When I was young I enjoyed studying frogs and fish; I was so interested in what was happening in nature and the processes involved. I enjoy exploring something that is near us but also very hard to catch, like interesting creatures underwater.

What can we expect from your exhibition?

I don’t normally do exhibitions as I believe pieces of art are sacred things. I am orthodox myself, and since I was young I have firmly believed in God. So this is a special event.

I wanted to use my art as a tool to understand deeper issues. If nobody understands them now, perhaps they can understand them in 800 years. I’m not so much of a contemporary artist; I have my own mission.
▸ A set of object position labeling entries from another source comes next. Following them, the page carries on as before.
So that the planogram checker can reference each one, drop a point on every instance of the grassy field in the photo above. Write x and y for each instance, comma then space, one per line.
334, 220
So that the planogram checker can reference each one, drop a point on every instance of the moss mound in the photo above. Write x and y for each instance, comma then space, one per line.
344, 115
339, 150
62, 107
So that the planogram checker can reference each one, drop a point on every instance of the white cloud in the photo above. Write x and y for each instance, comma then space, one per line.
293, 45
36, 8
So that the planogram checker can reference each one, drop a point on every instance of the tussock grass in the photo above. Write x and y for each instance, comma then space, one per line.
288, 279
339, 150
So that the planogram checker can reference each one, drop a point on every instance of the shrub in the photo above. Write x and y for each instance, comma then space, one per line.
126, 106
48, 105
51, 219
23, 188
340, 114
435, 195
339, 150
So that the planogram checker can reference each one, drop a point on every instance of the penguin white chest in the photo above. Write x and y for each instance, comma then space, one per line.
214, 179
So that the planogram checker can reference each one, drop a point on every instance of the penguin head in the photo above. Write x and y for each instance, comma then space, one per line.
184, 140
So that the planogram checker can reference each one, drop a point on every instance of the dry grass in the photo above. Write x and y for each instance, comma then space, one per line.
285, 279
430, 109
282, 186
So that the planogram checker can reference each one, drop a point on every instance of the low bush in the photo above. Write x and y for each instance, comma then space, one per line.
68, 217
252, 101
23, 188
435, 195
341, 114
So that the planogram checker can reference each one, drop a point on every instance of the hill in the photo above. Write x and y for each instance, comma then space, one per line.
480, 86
I’m not trying to please everyone with my works – and that can sometimes be part of the issue. I’m also not interested in fashion or fads; I’m more about the spiritual field. It is my aim to wake people up to find their inner souls, and to encourage people to access their own peace and power. But I give no instructions with my sculptures. They must be felt by the viewer.

What would you like to tell the people of Gibraltar?

I welcome you to come and interact with the sculptures. I want you to find the inner power of yourselves by looking at my art, to sponsor and uplift the energy present in humans, and to give you the possibility of getting to know yourself, as life is a mystery. The audience is in the main role; I’m not giving any guidance. I think the exhibition will give good vibes and good energy.

I really like it here. It’s like a fortress, full of nature which we must protect. I also love the monarchy, and hope to give one of my sculptures to the Queen one day. I will be gifting one to His Excellency while I am here. I really respect a strong leadership; I’m a little bit old-school that way. I’m not in a contemporary fuss, and that’s why I use these materials, and thousand-year-old techniques, but with modern tools.

Who is your inspiration?

Da Vinci, Michelangelo, Salvador Dali… but now I feel they’re not on the same level I am trying to reach, so perhaps my real inspiration is God. The more you read about artists you like, the more you find go things you don’t like. When I was young I needed idols but now not so much anymore. I respect all masters, but I know their limitations.

Picasso said primitive art is the ultimate target. You have to go straight to the source.